Thursday, May 21, 2009

Oh no! wheat allergies.....

My daughter Nina has not felt well for months and after several visits and lots of tests, her dr. told her she is allergic to wheat.
So right now, we are reading all our labels and doing research to see what she should be eating.
I made this batch of granola for her, it contains oats, brown sugar, butter, coconut and pecans.
We are looking for wheat-free advice. She is mostly looking for ideas for what to eat for breakfast and lunch since her favorite doughnuts and sandwiches are now off-limits.

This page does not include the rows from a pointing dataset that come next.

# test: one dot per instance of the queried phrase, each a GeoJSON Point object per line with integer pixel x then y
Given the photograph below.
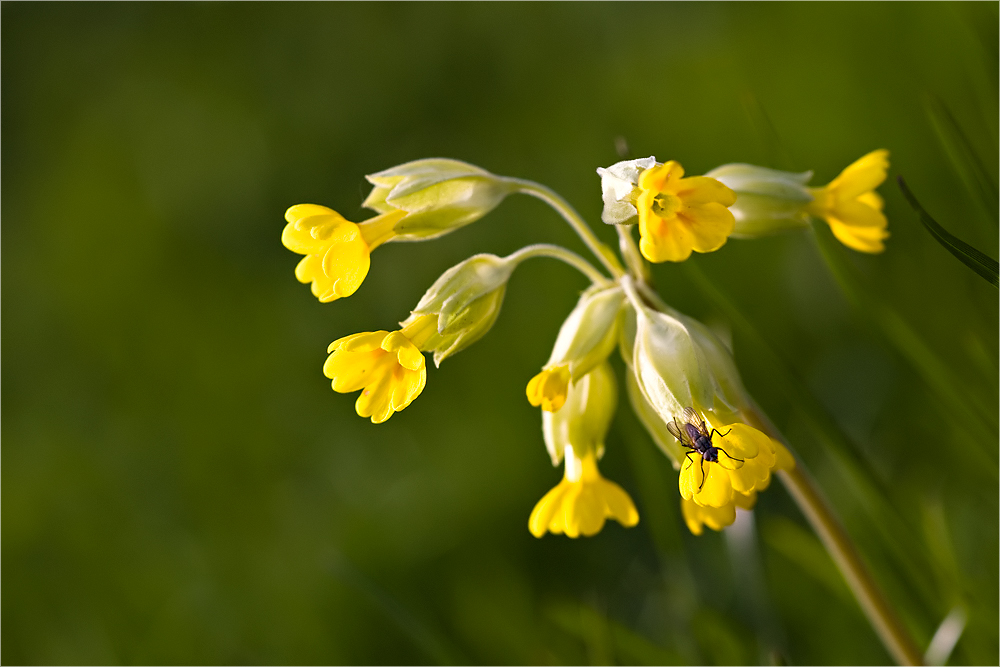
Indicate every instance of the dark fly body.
{"type": "Point", "coordinates": [691, 432]}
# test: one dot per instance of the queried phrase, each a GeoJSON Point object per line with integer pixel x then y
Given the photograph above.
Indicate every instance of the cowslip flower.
{"type": "Point", "coordinates": [584, 500]}
{"type": "Point", "coordinates": [585, 339]}
{"type": "Point", "coordinates": [337, 251]}
{"type": "Point", "coordinates": [742, 461]}
{"type": "Point", "coordinates": [771, 201]}
{"type": "Point", "coordinates": [676, 215]}
{"type": "Point", "coordinates": [697, 517]}
{"type": "Point", "coordinates": [387, 368]}
{"type": "Point", "coordinates": [850, 205]}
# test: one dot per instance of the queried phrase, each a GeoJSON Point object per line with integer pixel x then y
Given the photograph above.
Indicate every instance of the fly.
{"type": "Point", "coordinates": [691, 432]}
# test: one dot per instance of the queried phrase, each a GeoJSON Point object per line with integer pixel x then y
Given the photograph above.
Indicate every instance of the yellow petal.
{"type": "Point", "coordinates": [867, 173]}
{"type": "Point", "coordinates": [659, 177]}
{"type": "Point", "coordinates": [699, 190]}
{"type": "Point", "coordinates": [300, 211]}
{"type": "Point", "coordinates": [862, 239]}
{"type": "Point", "coordinates": [709, 224]}
{"type": "Point", "coordinates": [717, 490]}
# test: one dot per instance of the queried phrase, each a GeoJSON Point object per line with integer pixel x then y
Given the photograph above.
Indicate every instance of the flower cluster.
{"type": "Point", "coordinates": [681, 380]}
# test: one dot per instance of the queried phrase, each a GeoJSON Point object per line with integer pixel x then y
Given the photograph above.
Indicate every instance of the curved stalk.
{"type": "Point", "coordinates": [569, 214]}
{"type": "Point", "coordinates": [562, 254]}
{"type": "Point", "coordinates": [630, 251]}
{"type": "Point", "coordinates": [832, 533]}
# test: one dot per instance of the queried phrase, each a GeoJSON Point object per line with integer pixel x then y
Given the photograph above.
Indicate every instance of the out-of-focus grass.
{"type": "Point", "coordinates": [180, 485]}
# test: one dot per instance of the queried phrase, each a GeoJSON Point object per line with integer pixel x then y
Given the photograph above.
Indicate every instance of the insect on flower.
{"type": "Point", "coordinates": [692, 433]}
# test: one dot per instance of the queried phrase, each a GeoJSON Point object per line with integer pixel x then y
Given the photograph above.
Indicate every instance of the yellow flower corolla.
{"type": "Point", "coordinates": [548, 389]}
{"type": "Point", "coordinates": [387, 368]}
{"type": "Point", "coordinates": [850, 205]}
{"type": "Point", "coordinates": [678, 215]}
{"type": "Point", "coordinates": [582, 501]}
{"type": "Point", "coordinates": [746, 458]}
{"type": "Point", "coordinates": [337, 251]}
{"type": "Point", "coordinates": [697, 517]}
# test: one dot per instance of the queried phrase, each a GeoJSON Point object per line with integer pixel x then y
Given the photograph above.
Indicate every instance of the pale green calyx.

  1. My husband was diagnosed with celiacs a few yr. ago. He likes rice chex which are gluten free as are rice krispies. Lunch has changed from sandwiches to soup or salad. After a while reading labels becomes second nature. You would be surprised at all the things that have wheat in them.

  2. I have an uncle with gluten intolerance (celiac sprue disease) also. Most major grocery chains now have a section where they feature gluten-free breads and other foods. So do health food stores. Hope this helps!

  3. Hi Rhonda,
    Celiac disease is quite common these days. I have not tested positive for celiac but I am still symptomatic at times with wheat so I have to be careful. Allergy testing has failed me at times so I tend to go by how I personally react to things.

    I have heard that in general regular oats are grown next to wheat so there can be cross-contamination. The only brand of oats that does not generally cause problems is called McCann's Irish Oats. You can find it at Whole Foods, Trader Joes and most health food stores.

    You can read their FAQ's here:

    In general though oats cannot be 100% labeled gluten-free.

    You can try and for starters. In general I personally don't like other grain products as a substitution for wheat, but each person has to try things out and see what they do or don't like. It is really a learning experience for each individual. I incorporate more rice products into my diet than anything else, and I do eat some corn items too - I try to keep it simple as I have several allergies and intolerances.

    It is not easy to have food allergies in one's life - especially when most people can eat whatever they want and you have to watch them eat it. :) Social settings can be challenging but not impossible if one plans ahead to make sure they have something enjoyable to look forward to eat also.

    I agree with Linda above also - it's important to educate one's self with all the types of gluten ingredients. It's a must to read every label to be sure to avoid anything that can be disguised with gluten.

    It takes time to adapt to a different way of eating. I find it helpful to focus on what I can eat and to leave the rest behind.

  4. For breakfast I usually have eggs or smoothies, but on occasion I have McCann's oatmeal, cream of rice cereal, puffed rice cereal with rice or soy milk (I'm allergic to dairy).

    Lunches are mostly leftovers from dinner but sometimes I will have tuna salad, chicken salad, turkey hot dogs. Corn tortillas are an option to wheat tortillas (just check the ingredients to be sure).

    For pasta the best brand I think is Tinkyada - but like most processed non-gluten foods it can become very expensive at $3.00 a package. There are options for many prepared gluten-free foods, but again I find it easier to keep things as simple as possible, which makes living with food allergies more frugal too.

  5. I am not GF, but the Crockpot Lady at has a daughter with celiac, so nearly all her recipes are GF.
    Love your blog btw, I am also an Oklahoman :)

  6. I'm so sorry to hear about your daughter's wheat intolerance! We haven't had to deal with that, so I'm no help with it, but it looks like some other ladies helped out. :)

  7. Poor Nina! I hope she can find that things to eat that will not make her feel so bad!


  8. I am sorry to hear about your daughter. What about the cakes? oh what bad news! I don't have any advice but I wanted to suggest she has gluten free frugal recipes.


  9. Look up Celiac and you can find lots of recipe sites off of that lead. You can buy flour in the regular grocery store. I think it is Red Mill perhaps? It is by the flours. You can bake things yourself and most taste just as good.

  10. Oh bless her heart, that's hard. Hope you find some good replacements for those goodies she loves so much.